—Acabo de dar a luz, mis hormonas están cambiando… yo he tratado de cuidarme.
Él me interrumpió con fastidio:
—No inventes excusas. Ya bastante estrés tengo en el trabajo, y cuando llego a casa me invade ese olor. ¿Qué clase de esposa eres?
Esa noche dormí en el sillón, con mi bebé en brazos y la almohada empapada en lágrimas. Desde entonces, Rodrigo empezó a salir temprano de casa y regresar tarde.

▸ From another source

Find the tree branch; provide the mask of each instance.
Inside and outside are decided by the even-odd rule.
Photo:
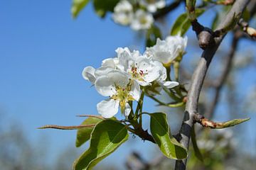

Sospeché algo, pero guardé silencio.
Mi madre, Doña Teresa, viajó desde Puebla para visitar a su nieto. Me vio cansada y me preguntó qué ocurría. Al escuchar todo, no se enojó; simplemente me acarició el hombro y dijo:
—Tranquila, hija. Muchos hombres no entienden lo difícil que es el posparto. No discutas. Deja que él solo se dé cuenta.
Me callé, pero los problemas crecieron. Una vez, frente a unos amigos en casa, Rodrigo soltó de repente:
—Daniela ahora parece una sirvienta vieja; apesta, no soporto estar cerca de ella.
Las risas estallaron. Yo quería desaparecer de la vergüenza, pero por mi hijo, me contuve.
Hasta que una noche volvió tarde, respirando agitado, y me gritó:
—Mírate: gorda, pestilente. Casarme contigo fue el peor error de mi vida.
Las lágrimas me cegaron. Recordé las palabras de mi madre: “No le respondas con palabras. Respóndele con tus actos.”
A la mañana siguiente abrí un cajón y saqué una caja: dentro guardaba las cartas que Rodrigo me escribió cuando éramos novios. En una de ellas decía: “Pase lo que pase contigo, siempre te amaré y te protegeré”. Fotocopié todas y las encuaderné. Escribí una carta más: relatando mi embarazo—el dolor de espalda, la hinchazón, las estrías—y la noche del parto en el Hospital General, cada contracción, cada lágrima. También describí la humillación de ser expulsada al sillón por mi propio esposo.
Al lado puse una USB con un video grabado en el hospital: yo retorciéndome de dolor, llorando y llamando a Rodrigo por su nombre, rezando por su bienestar. Y escribí una línea:
“Esta es la misma mujer ‘apestosa’ a la que juraste amar.”
Esa noche Rodrigo llegó, abrió la carta, conectó la USB al televisor y vio la grabación. Yo permanecí en silencio, en un rincón. Él se desplomó, cubriéndose el rostro, llorando. Después se arrodilló ante mí:
—Me equivoqué, Daniela. No tengo idea de lo que has soportado. He sido un mal esposo.
No lo perdoné de inmediato:
—¿Crees que yo quiero este cuerpo? Yo traje a tu hijo al mundo. Me humillaste frente a todos. Si no cambias, me voy. Yo merezco respeto.
Él me abrazó y pidió perdón una y otra vez. Pero yo sabía que la herida no sanaría fácilmente.
Entonces mi madre reveló un secreto: me había llevado en silencio al área de endocrinología del hospital. El diagnóstico: tiroiditis posparto—raro pero tratable. Con medicación y controles médicos, en un mes mi salud y mi olor corporal mejoraron.
Publiqué en Facebook una larga carta: cómo fui humillada, enviada al sillón, y cómo respondí con cartas y un video. Escribí:
“Las mujeres posparto no somos basura. El olor, el peso, son parte de dar vida—no excusas para humillar. Si sufres insultos, no calles. Deja que tus acciones hablen por ti.”